Periodic Reporting for period 4 - MetResistance (The role of tumour microenvironment in metastatic hormone-refractory prostate cancer)
Berichtszeitraum: 2021-10-01 bis 2023-03-31
Furthermore, we have uncovered a set of potential molecular mechanisms by analysing the gene expression profile of tumour cells and host macrophages. We have developed computational biology algorisms and confirmed some of our experimental findings in publicly available patient gene expression datasets.

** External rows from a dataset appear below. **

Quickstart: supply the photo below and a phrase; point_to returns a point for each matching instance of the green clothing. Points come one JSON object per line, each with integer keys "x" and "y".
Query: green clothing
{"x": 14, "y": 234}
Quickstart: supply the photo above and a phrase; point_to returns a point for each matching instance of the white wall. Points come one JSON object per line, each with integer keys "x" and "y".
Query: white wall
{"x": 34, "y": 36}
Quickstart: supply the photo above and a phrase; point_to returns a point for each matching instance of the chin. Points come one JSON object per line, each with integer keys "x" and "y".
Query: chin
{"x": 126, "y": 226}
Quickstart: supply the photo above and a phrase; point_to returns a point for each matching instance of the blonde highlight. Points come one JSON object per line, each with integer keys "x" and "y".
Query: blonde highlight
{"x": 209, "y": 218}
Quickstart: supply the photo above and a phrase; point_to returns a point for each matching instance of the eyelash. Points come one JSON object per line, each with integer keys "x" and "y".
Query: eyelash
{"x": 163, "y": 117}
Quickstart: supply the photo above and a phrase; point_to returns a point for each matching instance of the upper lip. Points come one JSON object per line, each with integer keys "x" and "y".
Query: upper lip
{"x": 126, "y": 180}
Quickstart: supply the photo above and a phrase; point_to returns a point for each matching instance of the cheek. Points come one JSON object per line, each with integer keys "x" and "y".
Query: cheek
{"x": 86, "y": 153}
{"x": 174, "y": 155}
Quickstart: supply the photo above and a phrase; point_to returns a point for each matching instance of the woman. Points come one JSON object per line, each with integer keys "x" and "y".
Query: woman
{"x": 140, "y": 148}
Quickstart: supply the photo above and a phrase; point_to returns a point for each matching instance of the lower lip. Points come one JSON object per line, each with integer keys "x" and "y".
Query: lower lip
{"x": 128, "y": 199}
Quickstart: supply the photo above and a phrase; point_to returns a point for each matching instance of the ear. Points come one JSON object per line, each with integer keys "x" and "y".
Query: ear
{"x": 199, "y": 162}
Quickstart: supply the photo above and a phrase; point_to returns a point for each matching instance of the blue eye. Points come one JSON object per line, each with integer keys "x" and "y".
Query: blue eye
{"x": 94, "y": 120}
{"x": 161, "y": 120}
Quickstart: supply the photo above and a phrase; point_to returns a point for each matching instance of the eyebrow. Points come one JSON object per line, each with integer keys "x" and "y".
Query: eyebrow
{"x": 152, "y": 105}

Part of these results were published recently in the Journal of Experimental Medicine titled: Macrophages promote anti-androgen resistance in prostate cancer bone disease (J Exp Med. 2023 Apr 3; 220(4): e20221007). This study identified that the macrophage is the major microenvironmental component of bone-metastatic PC in patients. Using a novel in vivo model, we demonstrated that macrophages were critical for enzalutamide resistance through induction of a wound-healing–like response of ECM–receptor gene expression. Mechanistically, macrophages drove resistance through cytokine activin A that induced fibronectin (FN1)-integrin alpha 5 (ITGA5)–tyrosine kinase Src (SRC) signaling cascade in PC cells. This novel mechanism was strongly supported by bioinformatics analysis of patient transcriptomics datasets. Furthermore, macrophage depletion or SRC inhibition using a novel specific inhibitor significantly inhibited resistant growth. Together, our findings elucidated a novel mechanism of macrophage-induced anti-androgen resistance of metastatic PC and a promising therapeutic approach to treat this deadly disease. We have presented these results in multiple conferences including: Keystone Symposia - the Resistant Tumor Microenvironment (2023.5) Asian 3 conference of Molecular Imaging (2023.01) EACR-MRS Virtual Conference on Seed and Soil: In Vivo Models of Metastasis (2022.01).

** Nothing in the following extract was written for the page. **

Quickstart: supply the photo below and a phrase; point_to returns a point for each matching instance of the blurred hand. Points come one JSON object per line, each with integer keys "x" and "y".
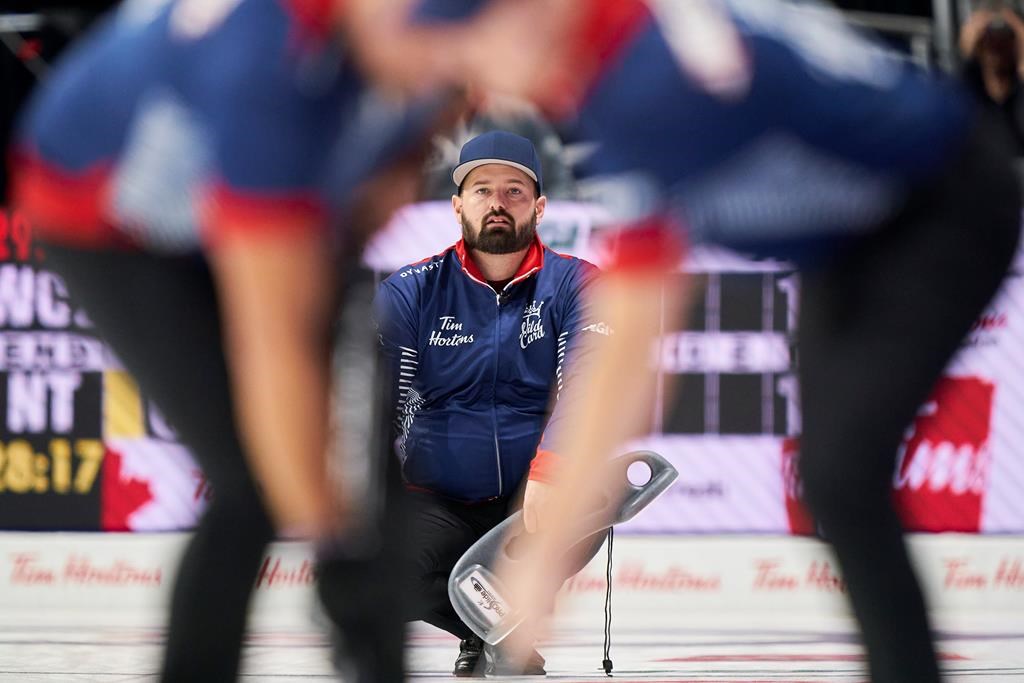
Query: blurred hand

We are currently working on additional ECM-receptor pairs identified in the gene expression profile described above. In addition, we have performed scRNAseq analysis on bone metastasis samples of MycCaP-Bo cells and illustrated the dynamic alteration of the cellular landscape of the bone metastasis microenvironment alone the course of disease progression from naïve to responsive and to resistant. Part of this alteration include changes of hematopoietic progenitor cells. We are now using in vitro colony formation assays to confirm these changes. Furthermore, we have also used Stereo-seq spatial transcriptomics technology on MycCaP-Bo bone metastasis samples. We are in the process of analysing these data in order to determine the spatial location of different cell types and sub-types within the bone metastasis microenvironment and potential molecular interactions among them.